За это неумение понять разницу между группой и духовным сообществом, членом группы и личностью, меня вовсе не стоило корить, потому что, как я осознал лишь годы спустя, это неумение отличает практически весь буддийский мир, многие части которого погрязли в монашеском или псевдомонашеском формализме крайнего рода. Следовательно, обращаясь к этим ранним этапам истории моего обращения к Прибежищу, мне стоит остерегаться слишком сильных упреков в адрес моего юного, неопытного «я» и не ждать слишком много от него. И еще более важно ни в коем случае не забывать, не утрачивать связи или даже не начать недооценивать то состояние духовной возвышенности, с которым я отказался от мирской жизни и устремился к жизни отшельника. Наши прежние «я» погребены под теперешним, как катакомбы скрываются под современным Римом или, скорее, они продолжают жить в нашем теперешнем «я» и в каком-то смысле формируют его часть. Так, несомненно, обстоит дело с моим «уходом» в Кашаули и периодом уединения в Муваттупуже, который за этим последовал. На самом деле, хотя в то время я и не понимал в полной мере значения того шага, который я предпринял, я отношусь к своему «уходу» не только как к одному из самых важных шагов в истории моего обращения к Прибежищу, но и как к одному из ключевых поворотных моментов моей жизни. По этой причине, когда в прошлом году я понял, что приближается сороковой юбилей моего «ухода», я не мог отделаться от чувства, что мне хочется отпраздновать это событие каким-то образом, пусть даже написав работу, в которой я вспомню о своем «уходе» и поразмышляю о его значении.
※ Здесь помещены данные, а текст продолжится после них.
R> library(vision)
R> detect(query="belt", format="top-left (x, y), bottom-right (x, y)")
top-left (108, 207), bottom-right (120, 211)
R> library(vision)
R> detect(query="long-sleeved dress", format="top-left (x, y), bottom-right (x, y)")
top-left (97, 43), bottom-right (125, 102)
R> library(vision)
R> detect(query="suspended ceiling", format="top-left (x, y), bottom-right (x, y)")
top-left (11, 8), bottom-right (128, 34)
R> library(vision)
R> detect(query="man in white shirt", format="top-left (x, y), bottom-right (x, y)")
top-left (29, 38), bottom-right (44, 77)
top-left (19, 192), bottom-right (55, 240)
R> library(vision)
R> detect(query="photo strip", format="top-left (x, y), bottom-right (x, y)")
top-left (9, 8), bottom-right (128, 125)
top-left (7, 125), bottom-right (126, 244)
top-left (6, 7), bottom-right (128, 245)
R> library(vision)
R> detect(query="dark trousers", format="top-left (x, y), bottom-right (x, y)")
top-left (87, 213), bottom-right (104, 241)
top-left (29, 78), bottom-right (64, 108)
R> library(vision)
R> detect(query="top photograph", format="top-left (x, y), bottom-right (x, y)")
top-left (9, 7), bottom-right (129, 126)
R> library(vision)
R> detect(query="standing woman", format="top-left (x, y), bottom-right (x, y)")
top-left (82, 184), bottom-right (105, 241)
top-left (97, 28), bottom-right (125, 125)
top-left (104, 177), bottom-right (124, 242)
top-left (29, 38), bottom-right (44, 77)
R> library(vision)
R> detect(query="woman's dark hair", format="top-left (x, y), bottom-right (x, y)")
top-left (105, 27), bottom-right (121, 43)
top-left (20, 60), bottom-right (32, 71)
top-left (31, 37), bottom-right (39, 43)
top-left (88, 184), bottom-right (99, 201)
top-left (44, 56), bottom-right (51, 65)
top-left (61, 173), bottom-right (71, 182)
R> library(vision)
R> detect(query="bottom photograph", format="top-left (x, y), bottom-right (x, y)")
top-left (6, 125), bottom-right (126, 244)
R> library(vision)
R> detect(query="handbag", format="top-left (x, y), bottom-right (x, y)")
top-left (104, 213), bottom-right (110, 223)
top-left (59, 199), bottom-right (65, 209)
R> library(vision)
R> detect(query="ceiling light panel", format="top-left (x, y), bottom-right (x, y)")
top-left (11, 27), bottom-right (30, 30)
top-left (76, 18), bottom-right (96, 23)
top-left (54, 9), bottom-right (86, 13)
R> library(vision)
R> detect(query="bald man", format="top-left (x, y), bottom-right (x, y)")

Это оказалось невозможным. Я все еще восстанавливался от последствий операций, перенесенных мною ранее в том же году, был очень занят женским ретритом для посвящений и различными собраниями Ордена. Когда подошло 18 августа, я оказался очень удачно в «Гухьялоке», где я мирно отпраздновал этот день в одиночестве. Я сидел на веранде своего бунгало, глядя на ярко-зеленые сосны нашей волшебной долины на фоне серых скал за ними, и перед моим «внутренним взором» мелькали маленькая станция в далекой Индии и «уход» моего двадцатидвухлетнего, обернутого в шафранные одежды «я» в то судьбоносное утро столько лет назад. И я размышлял над сделанным мною шагом и теми последствиями, к которым он привел меня и других.

 

Одна из тех мыслей, что пришли мне в голову, пока я сидел там на солнце, была о том, что такие переживания, как принятие Паншила или «уход», были не просто этапами долгого процесса открытий, в котором я все яснее понимал смысл и значение обращения к Прибежищу: каждый этап также обладал, в отдельности от всего процесса, самостоятельной ценностью, которую стоит признавать саму по себе. Но у меня нет времени исследовать следствия этой идеи или рассматривать ее влияние на реальный процесс открытий и теперь я должен обратиться к следующему этапу.